While organisations adapt to an increasingly cloud-first, hybrid environment with multiple applications spread across several cloud providers and data centres, it is important to remember that high performance, security, and resilience cannot be ensured without visibility across all applications. By Ronan David, Chief Strategy Officer at EfficientIP
Today, access to an application is initiated by a DNS (Domain Name System). As the digital directory for all the names of domains and the associated IP addresses, DNS is integral to the network and every single app and device connected to the Internet. DNS associates and maps device names and IP addresses, essentially working as the Internet phone directory. It is the backbone of business access to data and performance. Without DNS, the entire application world would simply fall apart. Without DNS, every time you wanted to get to something on the internet, you would have to type in a series of numbers called an IP address.
Not all businesses know that DNS can be used as the first link in their digital transformation strategy. This means that DNS can be used to improve things like network security, application access control, application zoning, stopping malware from spreading laterally, and reducing the attack surface.
Bringing intelligence to the network edge
Every organisation depends on data, which is one of their most valuable strategic assets. Businesses can gain a competitive advantage by fully utilising the data potential via DNS.
As part of their ongoing digital transformation strategies, organisations have either already implemented, or are in the process of adopting, SD-WAN. A software-defined approach to managing the wide area network, the purpose of SD-WAN is to find the best way for users to access an application quickly from any given location and connect it to the most advantageous network, data centre, or cloud location. However, while it enables speedy connections, it is unable to indicate whether the application works in the most optimal way for the user.
This is why, beyond its critical mission as a network directory, DNS, when combined with the SD-WAN, can provide additional context that not only enables it to constantly monitor user activity, such as access times and various levels of permission, but ultimately enhances the overall user experience and better access control across the network.
For instance, DNS will be able to see if a user based in Paris is requesting to use an application and then intelligently assess whether the user will be able to access it faster from a data centre located in New York or one in Paris. It means the analytical intelligence of the DNS is located as close as possible to the user, so it can easily direct him to the best destination without having to go back to a distribution service.
Thus, DNS enables organisations to analyse performance from the users’ point of view andmake intelligent decisions regarding how to better direct users to the appropriate application, service, or website. Combined with SD-WAN, it is possible to direct the user to the perfect location in terms of faster and secure access.
A more resilient infrastructure
In the same way, we can control application traffic at the DNS level: if a server is no longer available, the search for a new machine in another data centre could be easily done via DNS. This is where DNS GSLB comes in. DNS GSLB provides a simple and efficient way to load balanced traffic from the network edge, taking into account geographical dispersion and the availability of resources. It means traffic could be immediately redirected to the server with the best possible performance. DNS has an essential role in delivering secure and resilient infrastructure. Because of its crucial role in coordinating all Internet and application traffic, DNS is frequently the focus of threats to IT infrastructure management and application delivery. By restricting access to a domain or manipulating DNS to re-route traffic to malicious sites, attackers can cause damage to the organisation.

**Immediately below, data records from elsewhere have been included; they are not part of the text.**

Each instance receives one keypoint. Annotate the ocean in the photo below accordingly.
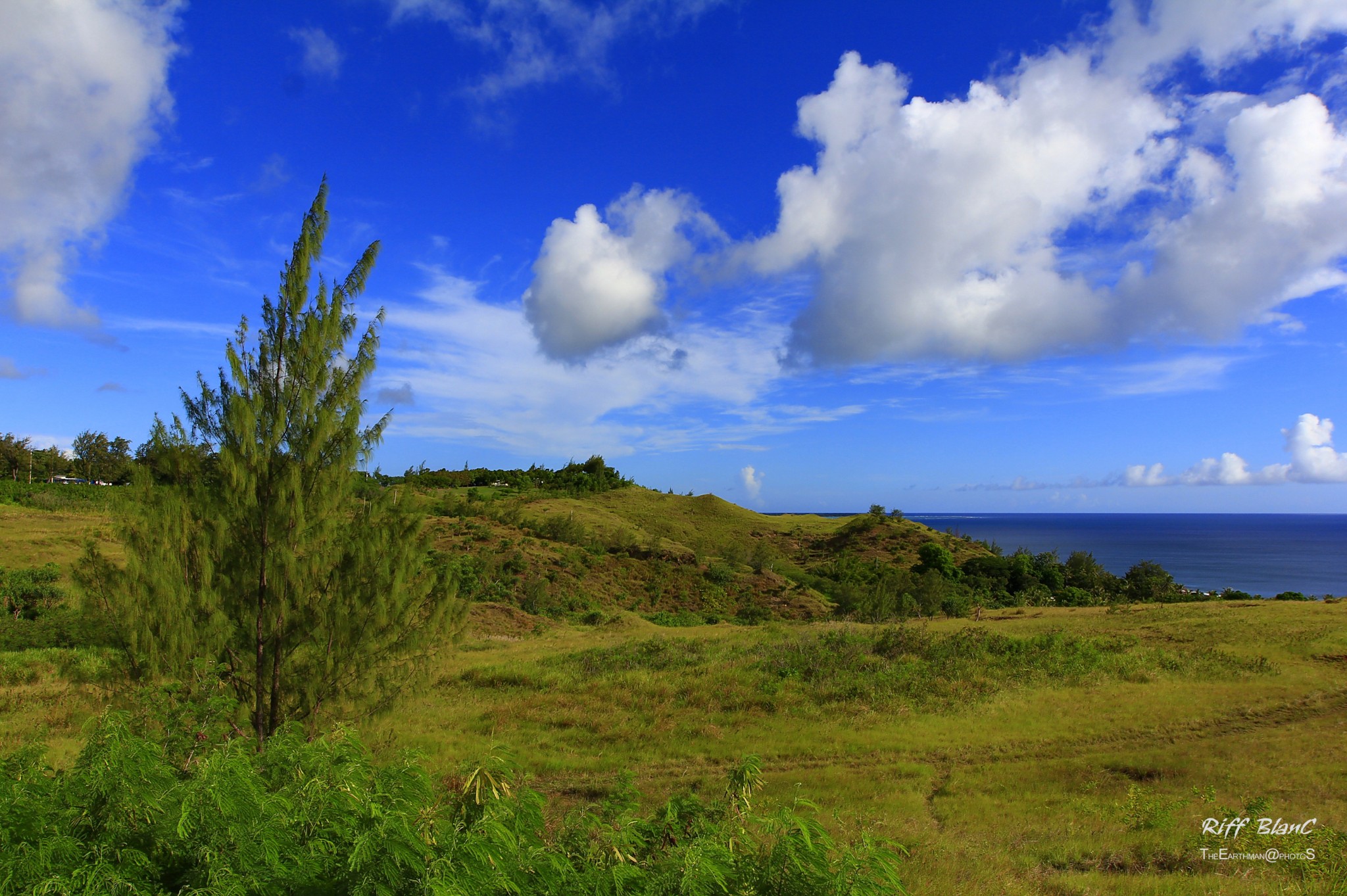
(1260, 554)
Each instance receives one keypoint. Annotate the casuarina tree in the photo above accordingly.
(310, 588)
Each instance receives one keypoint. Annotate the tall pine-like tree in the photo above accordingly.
(312, 590)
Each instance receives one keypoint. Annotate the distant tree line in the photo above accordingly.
(93, 456)
(592, 477)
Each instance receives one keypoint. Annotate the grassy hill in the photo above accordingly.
(1031, 749)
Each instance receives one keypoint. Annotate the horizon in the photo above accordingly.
(1032, 257)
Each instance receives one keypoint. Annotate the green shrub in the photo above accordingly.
(60, 627)
(320, 817)
(24, 594)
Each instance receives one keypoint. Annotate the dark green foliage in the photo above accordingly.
(60, 627)
(26, 594)
(310, 590)
(14, 456)
(682, 619)
(933, 557)
(172, 456)
(99, 458)
(320, 817)
(587, 478)
(1148, 582)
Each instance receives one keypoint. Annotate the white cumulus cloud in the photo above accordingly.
(599, 283)
(1312, 455)
(479, 377)
(1092, 195)
(82, 85)
(752, 481)
(322, 57)
(1312, 459)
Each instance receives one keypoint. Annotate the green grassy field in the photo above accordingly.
(1031, 751)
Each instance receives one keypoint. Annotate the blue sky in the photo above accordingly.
(965, 256)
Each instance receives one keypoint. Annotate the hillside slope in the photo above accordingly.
(651, 552)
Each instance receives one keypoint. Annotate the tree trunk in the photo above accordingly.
(259, 699)
(274, 723)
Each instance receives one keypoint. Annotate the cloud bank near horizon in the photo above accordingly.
(1310, 443)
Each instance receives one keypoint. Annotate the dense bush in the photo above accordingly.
(320, 817)
(24, 594)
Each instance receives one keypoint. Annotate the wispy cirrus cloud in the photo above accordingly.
(82, 92)
(546, 42)
(322, 59)
(10, 370)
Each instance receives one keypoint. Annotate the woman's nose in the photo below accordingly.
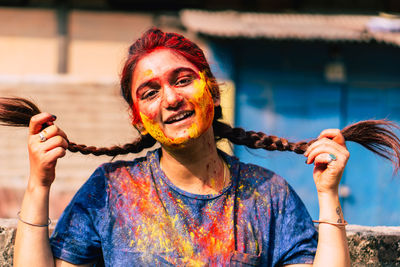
(171, 98)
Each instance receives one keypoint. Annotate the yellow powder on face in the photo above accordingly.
(204, 112)
(148, 73)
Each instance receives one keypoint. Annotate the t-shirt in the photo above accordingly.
(129, 213)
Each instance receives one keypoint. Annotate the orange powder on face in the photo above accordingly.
(204, 112)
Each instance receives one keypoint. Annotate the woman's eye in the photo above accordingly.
(184, 81)
(148, 94)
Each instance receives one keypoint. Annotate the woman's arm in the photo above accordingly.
(330, 156)
(32, 242)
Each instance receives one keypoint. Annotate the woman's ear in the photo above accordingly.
(217, 100)
(139, 126)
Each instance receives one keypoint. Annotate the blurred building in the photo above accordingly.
(284, 73)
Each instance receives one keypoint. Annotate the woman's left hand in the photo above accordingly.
(330, 155)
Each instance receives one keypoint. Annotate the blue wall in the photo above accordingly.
(282, 90)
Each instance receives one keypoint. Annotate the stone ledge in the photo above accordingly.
(369, 246)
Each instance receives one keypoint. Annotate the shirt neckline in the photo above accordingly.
(158, 173)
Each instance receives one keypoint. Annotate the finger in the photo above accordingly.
(334, 134)
(51, 156)
(323, 141)
(55, 141)
(324, 158)
(52, 131)
(37, 121)
(341, 154)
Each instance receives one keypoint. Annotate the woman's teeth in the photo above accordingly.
(179, 117)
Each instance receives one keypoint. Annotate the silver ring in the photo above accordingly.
(42, 137)
(331, 158)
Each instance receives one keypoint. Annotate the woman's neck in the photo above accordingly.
(197, 168)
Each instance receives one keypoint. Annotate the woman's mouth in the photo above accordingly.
(179, 117)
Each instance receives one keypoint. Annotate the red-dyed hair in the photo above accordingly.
(151, 40)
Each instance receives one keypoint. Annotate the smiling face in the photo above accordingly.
(172, 97)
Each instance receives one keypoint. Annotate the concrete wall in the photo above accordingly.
(369, 246)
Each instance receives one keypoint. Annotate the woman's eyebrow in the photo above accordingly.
(150, 82)
(174, 74)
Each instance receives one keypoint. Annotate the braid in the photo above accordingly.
(375, 135)
(252, 139)
(135, 147)
(16, 111)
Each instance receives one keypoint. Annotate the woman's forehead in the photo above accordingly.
(160, 62)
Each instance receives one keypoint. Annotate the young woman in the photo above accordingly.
(186, 203)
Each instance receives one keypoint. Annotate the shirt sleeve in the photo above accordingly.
(75, 238)
(297, 235)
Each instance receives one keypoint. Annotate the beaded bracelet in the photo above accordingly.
(332, 223)
(34, 224)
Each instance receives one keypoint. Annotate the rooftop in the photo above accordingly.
(314, 27)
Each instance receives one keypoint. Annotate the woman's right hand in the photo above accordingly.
(43, 154)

DNS is also instrumental in preventing threats at the application layer and foreseeing a recovery plan that has better control and is easier to implement, considering all the possible risks. Such a plan can be tested on a restricted perimeter, such as a specific site or application.

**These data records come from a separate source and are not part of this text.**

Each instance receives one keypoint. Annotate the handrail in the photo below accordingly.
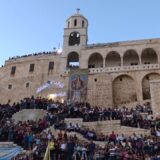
(47, 154)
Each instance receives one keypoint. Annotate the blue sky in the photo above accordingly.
(28, 26)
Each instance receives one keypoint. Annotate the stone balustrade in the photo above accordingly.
(121, 68)
(124, 68)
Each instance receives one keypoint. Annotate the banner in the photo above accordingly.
(78, 81)
(49, 84)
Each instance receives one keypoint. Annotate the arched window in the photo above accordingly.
(75, 22)
(113, 59)
(130, 57)
(95, 61)
(74, 39)
(73, 60)
(149, 56)
(124, 90)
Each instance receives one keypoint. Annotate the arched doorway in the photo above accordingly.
(130, 57)
(95, 61)
(146, 84)
(149, 56)
(73, 60)
(124, 90)
(113, 59)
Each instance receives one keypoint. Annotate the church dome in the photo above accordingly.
(77, 20)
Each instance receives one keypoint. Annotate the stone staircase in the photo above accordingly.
(29, 114)
(78, 135)
(105, 127)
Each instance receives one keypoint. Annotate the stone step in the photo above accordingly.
(29, 114)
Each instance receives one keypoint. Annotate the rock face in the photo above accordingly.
(29, 114)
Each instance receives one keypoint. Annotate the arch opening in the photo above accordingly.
(73, 60)
(95, 61)
(149, 56)
(130, 58)
(74, 39)
(146, 84)
(124, 90)
(113, 59)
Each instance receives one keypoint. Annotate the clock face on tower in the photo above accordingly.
(74, 39)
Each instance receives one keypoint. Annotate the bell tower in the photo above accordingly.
(75, 33)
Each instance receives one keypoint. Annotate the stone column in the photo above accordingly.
(155, 97)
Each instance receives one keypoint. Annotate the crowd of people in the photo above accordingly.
(31, 135)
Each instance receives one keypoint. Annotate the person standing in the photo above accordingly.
(91, 150)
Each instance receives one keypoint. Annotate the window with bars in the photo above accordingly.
(13, 70)
(9, 86)
(31, 68)
(51, 65)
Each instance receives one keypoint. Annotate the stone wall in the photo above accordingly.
(155, 97)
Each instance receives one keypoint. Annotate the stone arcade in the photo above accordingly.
(118, 72)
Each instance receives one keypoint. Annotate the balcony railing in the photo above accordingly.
(122, 68)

DNS as the first link in the security chain
Organisations often disregard that DNS could be a perfect tool to monitor unusual behaviour to prevent attacks, although it is a crucial topic given the rise in cyberattacks directed at them. The DNS layer provides a lot of knowledge towards recognising and preventing cyberattacks. By integrating DNS with monitoring and reporting systems, companies can more easily observe DNS configuration changes and shifting traffic patterns, which will reveal key indicators of compromise. This visibility into application and network traffic allows companies to better monitor DNS configuration changes. DNS may also provide a fence to shield websites from traffic coming from untrustworthy sites or domains.
It is also possible at the DNS level to control the organisation within by monitoring the resources a user or machine may access, to prevent a threat in a timely manner. By letting the DNS server see what each corporate device is used for, it can spot any strange behaviour from corporate devices that could be a sign of malware or other cyber threats.

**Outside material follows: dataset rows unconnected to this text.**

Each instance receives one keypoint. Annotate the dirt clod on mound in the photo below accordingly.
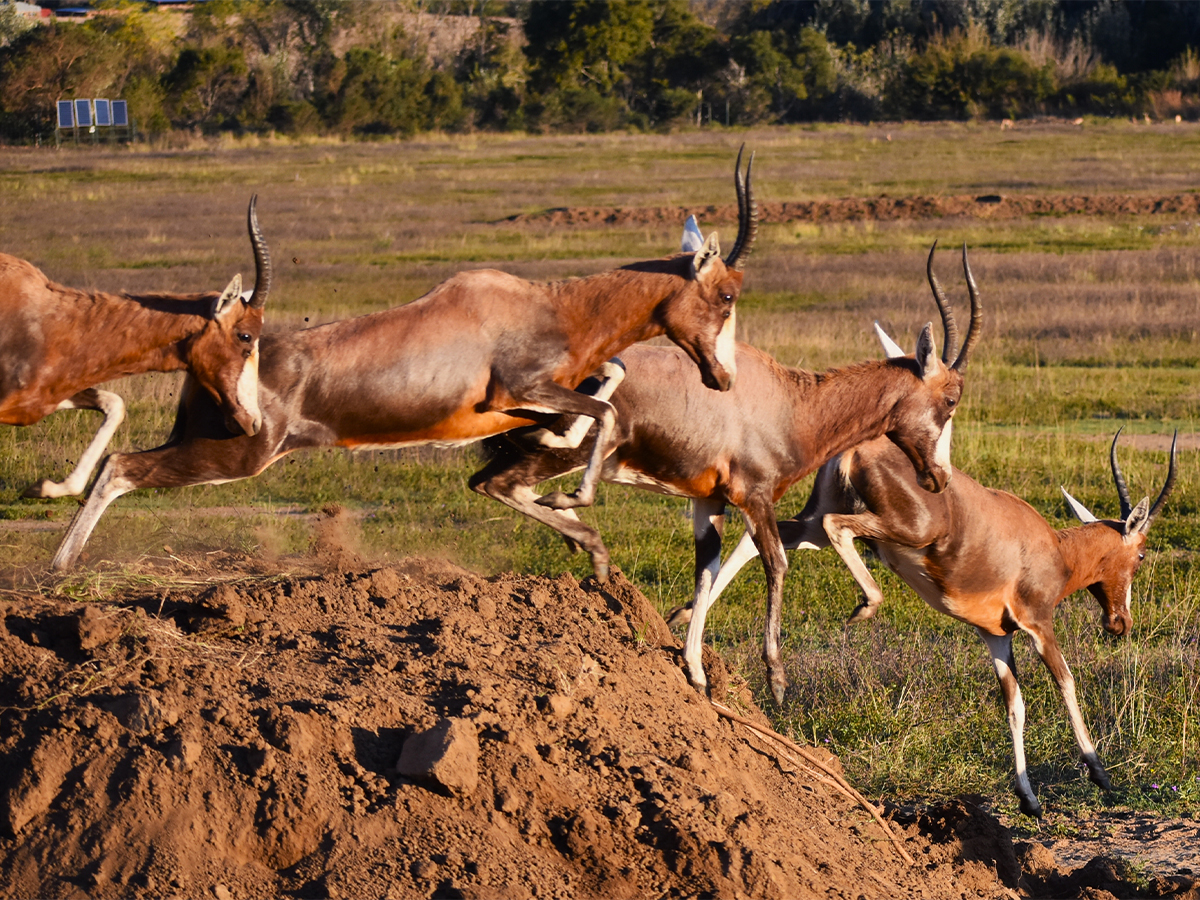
(414, 731)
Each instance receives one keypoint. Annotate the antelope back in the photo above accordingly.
(1107, 553)
(922, 420)
(700, 316)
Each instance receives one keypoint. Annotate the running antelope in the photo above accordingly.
(481, 353)
(57, 342)
(984, 557)
(744, 448)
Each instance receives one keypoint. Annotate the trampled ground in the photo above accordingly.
(417, 730)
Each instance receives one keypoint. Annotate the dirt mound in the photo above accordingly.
(883, 208)
(419, 731)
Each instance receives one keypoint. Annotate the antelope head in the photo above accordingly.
(1119, 545)
(223, 357)
(923, 418)
(700, 317)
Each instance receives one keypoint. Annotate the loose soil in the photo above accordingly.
(883, 208)
(417, 730)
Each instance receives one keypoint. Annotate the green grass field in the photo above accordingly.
(1091, 323)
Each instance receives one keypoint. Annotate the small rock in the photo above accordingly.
(225, 601)
(1036, 859)
(94, 628)
(447, 754)
(183, 755)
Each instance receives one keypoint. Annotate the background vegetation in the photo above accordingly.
(369, 69)
(1091, 323)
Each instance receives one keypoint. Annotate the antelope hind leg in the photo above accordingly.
(73, 485)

At the security level, knowing that hackers have understood the pivotal role of DNS to develop their attacks, it is necessary that DNS and other security technologies and policies are adapted and upgraded, to have a better view of traffic and detect threats through behavioural analysis and be able to prevent attacks.
By bringing and utilising the intelligence provided by the DNS and edge network, companies can improve security, performance, and resilience. DNS should no longer be considered by its simple role as a network directory, especially since it is the first point of providing access to all the applications and its ability to analyse data anywhere it is generated. DNS is a pivotal and foundational point of the entire digital transformation strategy.